Taking one for the team...ugh

Nurses General Nursing

Published

I work straight midnights on a medical floor. I took a vacation day Sunday night (that's not really important but I felt like mentioning it). On Monday and Tuesday nights, I had an okay assignment. Not too busy, no complete cares, nice people. Monday was rather hectic, though, because I was hanging blood and stuff but Tuesday was just fine. I knew Wednesday would be kind of busy, because one patient would be doing a bowel prep and another would be going for angiography in the morning, plus two patients would be discharged and who knew what kind of patients I would get.

Anyway, I had all this in mind as I walked onto my floor Wednesday night. I greeted one of the evening shift nurses, who says to me that she's sorry I'm following her. I laughed and said I shouldn't be following her because I've had this other assignment for two nights and I knew there were eight hour people in it so I shouldn't be bumped. She said she hoped she was wrong because it was a terrible assignment. Gosh, I hoped she was wrong also!

I looked at the assignment sheet, and guess what...my friend was correct. The charge nurse was already on her way over to me because she knew I'd have a bit of a problem. She said, "look, you don't really want to know why I put you there, and if you were charge you would have done the same thing." (Let me add that I LOVE this charge nurse. She is a wonderful person, very helpful and thoughtful. One other time I grumbled about my assignment and she changed it for me so I could retain some of the same patients. So she's understanding and believes in continuity of care.)

I told her that I wanted to know the reason, and she explained that we had a pulled nurse from another floor, and she couldn't put her in the awful assignment because that district only has one nurse, unlike the other districts that have two. Okay, that made sense and was thoughtful but didn't explain why I had to be moved. There was another assignment available for that nurse. My charge nurse hesitated and then told me that the only other choice was to have "Reesa" in that assignment, and "we can't do that because she can't handle it. You can. I'm sorry." I couldn't help it, I started to cry out of frustration. I wasn't sobbing or anything, but tears were running down my face. I collected myself and took report.

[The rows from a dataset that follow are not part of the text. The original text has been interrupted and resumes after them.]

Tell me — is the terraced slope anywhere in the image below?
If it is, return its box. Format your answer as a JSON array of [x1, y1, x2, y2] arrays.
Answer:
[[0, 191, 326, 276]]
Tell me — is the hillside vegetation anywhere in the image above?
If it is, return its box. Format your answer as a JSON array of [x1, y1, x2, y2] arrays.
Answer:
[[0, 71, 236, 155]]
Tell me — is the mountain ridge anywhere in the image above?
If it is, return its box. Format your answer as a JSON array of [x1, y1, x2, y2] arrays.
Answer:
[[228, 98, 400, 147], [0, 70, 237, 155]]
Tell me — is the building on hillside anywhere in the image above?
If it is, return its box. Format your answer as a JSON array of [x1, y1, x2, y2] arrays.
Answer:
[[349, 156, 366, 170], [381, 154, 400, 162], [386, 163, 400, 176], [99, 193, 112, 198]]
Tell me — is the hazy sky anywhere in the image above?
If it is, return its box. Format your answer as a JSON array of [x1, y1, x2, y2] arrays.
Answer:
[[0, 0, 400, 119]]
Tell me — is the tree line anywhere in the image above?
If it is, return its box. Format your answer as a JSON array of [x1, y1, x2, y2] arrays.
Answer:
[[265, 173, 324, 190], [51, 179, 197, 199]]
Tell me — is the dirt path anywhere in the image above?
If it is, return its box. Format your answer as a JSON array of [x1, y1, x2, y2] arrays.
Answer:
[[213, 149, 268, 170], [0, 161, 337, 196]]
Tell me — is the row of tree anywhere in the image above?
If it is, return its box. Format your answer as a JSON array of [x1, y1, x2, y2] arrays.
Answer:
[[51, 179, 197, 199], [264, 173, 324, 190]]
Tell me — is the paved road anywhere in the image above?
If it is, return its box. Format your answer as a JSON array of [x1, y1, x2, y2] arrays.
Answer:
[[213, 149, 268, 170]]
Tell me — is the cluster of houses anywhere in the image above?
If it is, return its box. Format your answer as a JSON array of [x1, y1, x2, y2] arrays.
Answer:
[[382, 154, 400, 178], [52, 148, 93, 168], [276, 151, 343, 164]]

The night wasn't so bad, and I felt that Reesa could have handled it. At least she should be able to...I'm not paid any more for having a harder assignment. The next night, I talked to the charge nurse again and explained that I felt I was being punished for being a stronger nurse and that's why I had been upset. She said to me, "so are you going to start slacking off? No, you know you're not." And she's right. I'm not going to start slacking off, but I am not encouraged to work hard if this is the recognition I get! I understand that a difficult assignment requires a stronger nurse but I think we all have to pull our own weight as well.

Ugh.

Sorry, had to get that off my chest.

How long is a nurse allowed to "not be able to handle it" before they are asked to leave? Is this common in the nursing field, having weak nurses who can't handle their job? Why aren't they fired?